You are viewing a plain text version of this content. The canonical link for it is here.
Posted to dev@curator.apache.org by poetwang <gi...@git.apache.org> on 2018/03/22 21:41:07 UTC

[GitHub] curator pull request #261: Fix race condition on cache in ServiceCacheImpl

GitHub user poetwang opened a pull request:

    https://github.com/apache/curator/pull/261

    Fix race condition on cache in ServiceCacheImpl

    There is a race condition on variable cache, both the main thread(from start) and the "Curator-ServiceProvider" thread(from childEvent-> addInstance->cache.clearDataBytes) try to access the data in cache.
    The following case will cause NPE in sonInstanceSerializer:
    main thread finishes the cache.start(true);
    and then an event(CHILD_ADDED or CHILD_UPDATED) comes, it(Curator-ServiceProvider thread) will try to clear the cache data(in addInstance).
    Then main thread continues to call addInstance on cached data, which is null.
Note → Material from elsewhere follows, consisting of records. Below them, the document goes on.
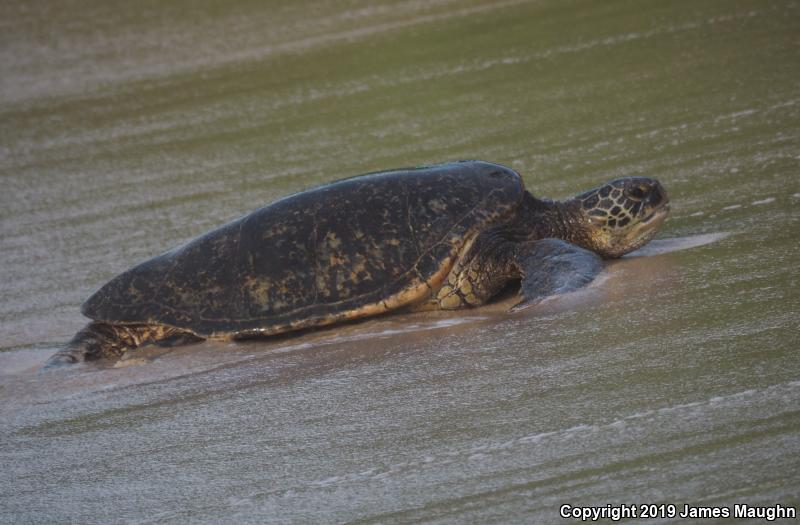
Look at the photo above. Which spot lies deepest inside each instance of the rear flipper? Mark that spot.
(553, 267)
(98, 340)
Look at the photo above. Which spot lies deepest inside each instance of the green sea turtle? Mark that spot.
(447, 236)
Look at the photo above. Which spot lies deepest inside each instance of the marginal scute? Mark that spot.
(353, 248)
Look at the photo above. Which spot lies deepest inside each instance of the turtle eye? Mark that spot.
(636, 192)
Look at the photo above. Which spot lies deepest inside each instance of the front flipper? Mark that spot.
(552, 267)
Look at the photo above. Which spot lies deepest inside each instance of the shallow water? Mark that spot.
(673, 379)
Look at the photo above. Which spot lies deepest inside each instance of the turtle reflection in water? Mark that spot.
(447, 236)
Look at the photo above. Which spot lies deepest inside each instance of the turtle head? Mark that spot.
(622, 215)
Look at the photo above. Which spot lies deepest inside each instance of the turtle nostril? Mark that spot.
(637, 192)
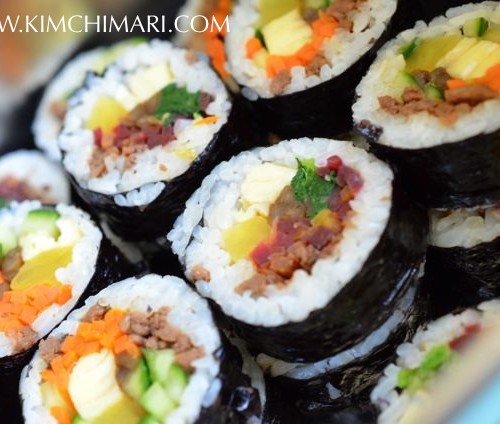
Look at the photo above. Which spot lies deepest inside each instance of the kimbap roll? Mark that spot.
(139, 139)
(142, 350)
(50, 258)
(463, 255)
(298, 62)
(430, 105)
(29, 175)
(52, 109)
(407, 383)
(291, 245)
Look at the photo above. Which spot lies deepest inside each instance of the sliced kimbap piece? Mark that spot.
(430, 104)
(298, 62)
(138, 140)
(29, 175)
(463, 257)
(142, 350)
(52, 109)
(50, 258)
(408, 382)
(211, 40)
(291, 245)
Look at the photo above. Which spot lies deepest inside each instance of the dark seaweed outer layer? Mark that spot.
(238, 400)
(355, 380)
(111, 266)
(325, 110)
(468, 275)
(360, 307)
(453, 175)
(439, 7)
(155, 219)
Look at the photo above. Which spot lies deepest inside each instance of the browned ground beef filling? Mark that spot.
(297, 242)
(139, 131)
(339, 10)
(455, 100)
(149, 330)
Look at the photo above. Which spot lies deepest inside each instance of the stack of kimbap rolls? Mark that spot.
(312, 274)
(141, 350)
(406, 385)
(429, 105)
(290, 244)
(139, 139)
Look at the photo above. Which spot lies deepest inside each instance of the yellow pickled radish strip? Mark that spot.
(430, 52)
(241, 238)
(41, 269)
(187, 153)
(106, 115)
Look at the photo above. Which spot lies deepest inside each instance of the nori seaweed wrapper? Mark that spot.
(434, 8)
(342, 394)
(110, 266)
(237, 400)
(149, 222)
(463, 174)
(325, 110)
(466, 276)
(360, 307)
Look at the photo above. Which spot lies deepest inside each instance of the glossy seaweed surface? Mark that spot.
(361, 306)
(238, 400)
(342, 394)
(155, 219)
(325, 110)
(453, 175)
(469, 275)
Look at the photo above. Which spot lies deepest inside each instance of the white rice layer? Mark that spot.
(341, 51)
(394, 405)
(276, 367)
(421, 130)
(188, 312)
(77, 274)
(33, 168)
(156, 165)
(464, 227)
(197, 234)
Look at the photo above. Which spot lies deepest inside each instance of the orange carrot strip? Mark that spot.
(48, 375)
(28, 314)
(252, 47)
(65, 294)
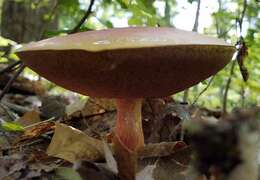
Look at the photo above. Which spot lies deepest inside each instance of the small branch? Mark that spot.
(240, 21)
(204, 90)
(10, 82)
(88, 12)
(224, 110)
(9, 67)
(52, 13)
(194, 29)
It will cause NPE on line 193.
    
    I think this is the cause of https://stackoverflow.com/questions/42007102/apache-curator-npe-in-jsoninstanceserializer .
    And it causes the druid-0.11.0 indexing tasks fail to start.
    `
    2018-03-22T12:44:17,004 ERROR [main] io.druid.cli.CliPeon - Error when starting up.  Failing.
    java.lang.reflect.InvocationTargetException
            at sun.reflect.NativeMethodAccessorImpl.invoke0(Native Method) ~[?:1.8.0_121]
            at sun.reflect.NativeMethodAccessorImpl.invoke(NativeMethodAccessorImpl.java:62) ~[?:1.8.0_121]
            at sun.reflect.DelegatingMethodAccessorImpl.invoke(DelegatingMethodAccessorImpl.java:43) ~[?:1.8.0_121]
            at java.lang.reflect.Method.invoke(Method.java:498) ~[?:1.8.0_121]
            at io.druid.java.util.common.lifecycle.Lifecycle$AnnotationBasedHandler.start(Lifecycle.java:414) ~[java-util-0.11.0.jar:0.11.0]
            at io.druid.java.util.common.lifecycle.Lifecycle.start(Lifecycle.java:311) ~[java-util-0.11.0.jar:0.11.0]
            at io.druid.guice.LifecycleModule$2.start(LifecycleModule.java:156) ~[druid-api-0.11.0.jar:0.11.0]
            at io.druid.cli.GuiceRunnable.initLifecycle(GuiceRunnable.java:101) [druid-services-0.11.0.jar:0.11.0]
            at io.druid.cli.CliPeon.run(CliPeon.java:283) [druid-services-0.11.0.jar:0.11.0]
            at io.druid.cli.Main.main(Main.java:108) [druid-services-0.11.0.jar:0.11.0]
    Caused by: java.lang.NullPointerException
            at org.codehaus.jackson.JsonFactory.createJsonParser(JsonFactory.java:604) ~[jackson-core-asl-1.9.13.jar:1.9.13]
            at org.codehaus.jackson.map.ObjectMapper.readValue(ObjectMapper.java:1973) ~[jackson-mapper-asl-1.9.13.jar:1.9.13]
            at org.apache.curator.x.discovery.details.JsonInstanceSerializer.deserialize(JsonInstanceSerializer.java:86) ~[curator-x-discovery-4.0.0.jar:?]
            at org.apache.curator.x.discovery.details.ServiceCacheImpl.addInstance(ServiceCacheImpl.java:200) ~[curator-x-discovery-4.0.0.jar:?]
            at org.apache.curator.x.discovery.details.ServiceCacheImpl.start(ServiceCacheImpl.java:102) ~[curator-x-discovery-4.0.0.jar:?]
            at org.apache.curator.x.discovery.details.ServiceProviderImpl.start(ServiceProviderImpl.java:75) ~[curator-x-discovery-4.0.0.jar:?]
            at io.druid.curator.discovery.ServerDiscoverySelector.start(ServerDiscoverySelector.java:132) ~[druid-server-0.11.0.jar:0.11.0]
            ... 10 more
    `


You can merge this pull request into a Git repository by running:

    $ git pull https://github.com/poetwang/curator fix-cache-race-condition

Alternatively you can review and apply these changes as the patch at:

    https://github.com/apache/curator/pull/261.patch

To close this pull request, make a commit to your master/trunk branch
with (at least) the following in the commit message:

    This closes #261
    
----
commit abf78960c7000478e90d220845d0eda873ec3c7e
Author: Wei Wang <we...@...>
Date:   2018-03-22T18:31:13Z

    Fix race condition on cache in ServiceCacheImpl

----


---

[GitHub] curator issue #261: CURATOR-452 Fix race condition on cache in ServiceCacheI...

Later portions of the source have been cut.